For EurECCA, this new regulation must also introduce a legal framework including a definition of the « Operational Base » which only refers to the free movement of establishment defined by Article 54 of the EU Treaty as:

Companies or firms formed in accordance with the law of a Member State and having their registered office, central administration or principal place of business within the Union shall, for the purposes of this Chapter, be treated in the same way as natural persons who are nationals of Member States. ”

Regulation (EC) No 1008/2008 must clearly define, in the binding part of the Regulation, the concept of “Operational Base”: as a set of airport infrastructures from which a company carries out air transport activities on a stable, regular and continuous basis with employees who have the true center of their professional activity there (the center of an employee’s professional activity is the place where he/she usually works or where he/she starts and ends his/her service).

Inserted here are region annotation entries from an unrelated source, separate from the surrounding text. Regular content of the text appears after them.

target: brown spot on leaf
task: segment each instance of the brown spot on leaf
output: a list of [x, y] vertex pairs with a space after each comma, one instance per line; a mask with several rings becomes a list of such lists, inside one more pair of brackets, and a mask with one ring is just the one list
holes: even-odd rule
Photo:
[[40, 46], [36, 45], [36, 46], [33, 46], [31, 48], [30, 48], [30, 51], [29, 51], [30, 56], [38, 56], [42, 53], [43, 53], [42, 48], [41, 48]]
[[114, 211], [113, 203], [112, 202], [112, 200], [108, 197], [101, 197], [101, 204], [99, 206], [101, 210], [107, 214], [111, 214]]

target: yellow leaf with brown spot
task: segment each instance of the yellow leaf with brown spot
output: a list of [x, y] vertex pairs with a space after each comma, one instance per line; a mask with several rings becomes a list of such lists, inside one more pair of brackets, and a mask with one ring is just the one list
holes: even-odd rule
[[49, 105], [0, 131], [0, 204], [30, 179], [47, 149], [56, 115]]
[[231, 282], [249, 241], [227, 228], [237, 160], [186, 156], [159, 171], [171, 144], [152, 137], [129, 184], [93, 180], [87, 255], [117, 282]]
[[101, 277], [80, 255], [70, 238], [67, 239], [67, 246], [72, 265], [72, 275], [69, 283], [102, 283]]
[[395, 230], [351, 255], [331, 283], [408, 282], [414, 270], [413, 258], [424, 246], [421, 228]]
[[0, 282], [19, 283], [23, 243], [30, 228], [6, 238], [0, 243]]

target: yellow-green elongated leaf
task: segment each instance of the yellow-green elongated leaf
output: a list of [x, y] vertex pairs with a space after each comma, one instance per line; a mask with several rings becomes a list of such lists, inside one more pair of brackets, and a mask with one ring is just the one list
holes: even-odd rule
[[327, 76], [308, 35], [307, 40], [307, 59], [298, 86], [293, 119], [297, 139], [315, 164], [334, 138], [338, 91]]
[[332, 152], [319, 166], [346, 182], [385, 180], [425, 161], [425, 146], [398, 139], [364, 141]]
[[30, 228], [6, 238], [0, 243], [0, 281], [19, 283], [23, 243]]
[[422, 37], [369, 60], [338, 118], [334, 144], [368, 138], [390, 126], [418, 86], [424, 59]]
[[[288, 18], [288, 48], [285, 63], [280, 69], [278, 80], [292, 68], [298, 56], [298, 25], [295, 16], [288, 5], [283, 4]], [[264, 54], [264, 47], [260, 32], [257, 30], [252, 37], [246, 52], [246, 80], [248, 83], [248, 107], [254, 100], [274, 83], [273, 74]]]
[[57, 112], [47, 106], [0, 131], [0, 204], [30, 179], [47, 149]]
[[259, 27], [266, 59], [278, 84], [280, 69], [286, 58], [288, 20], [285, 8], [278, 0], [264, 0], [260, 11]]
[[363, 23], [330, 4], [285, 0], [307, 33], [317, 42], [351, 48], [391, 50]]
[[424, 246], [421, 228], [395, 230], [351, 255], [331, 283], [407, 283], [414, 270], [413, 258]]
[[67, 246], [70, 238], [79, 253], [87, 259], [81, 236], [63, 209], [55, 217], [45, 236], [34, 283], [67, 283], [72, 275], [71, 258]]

Regulation 593/2008/CE on the law applicable to contractual obligations (Rome I):

This Operational Base definition is according to regulation 593/2008/EC in which, without law chosen by the parties, « the contract shall be governed by the law of the country in which or, failing that, from which the employee habitually carries out his work in performance of the contract » (art 8-2). A choice « may not, however, have the result of depriving the employee of the protection afforded to him by provisions that cannot be derogated from by agreement under the law that, in the absence of choice, would have been applicable ».

In this regulation, « Operational Base » definition must also be linked with a legal clarification relating to a secondary place of establishment, as the free movement of establishment allows that the main activities are not performed in the State in which it has its registered office.

Moreover Directive 2006/123 highlights the importance of making such difference in recital §77:” Where an operator travels to another Member State to exercise a service activity there, a distinction should be made between situations covered by the freedom of establishment and those covered, due to the temporary nature of the activities concerned, by the free movement of services. As regards the distinction between the freedom of establishment and the free movement of services, according to the case law of the Court of Justice the key element is whether or not the operator is established in the Member State where it provides the service concerned. If the operator is established   in the Member State where it provides its services, it should come under the scope of application of the freedom of establishment. If, by contrast, the operator is not established in the Member State where the service is provided, its activities should be covered by the free movement of services.”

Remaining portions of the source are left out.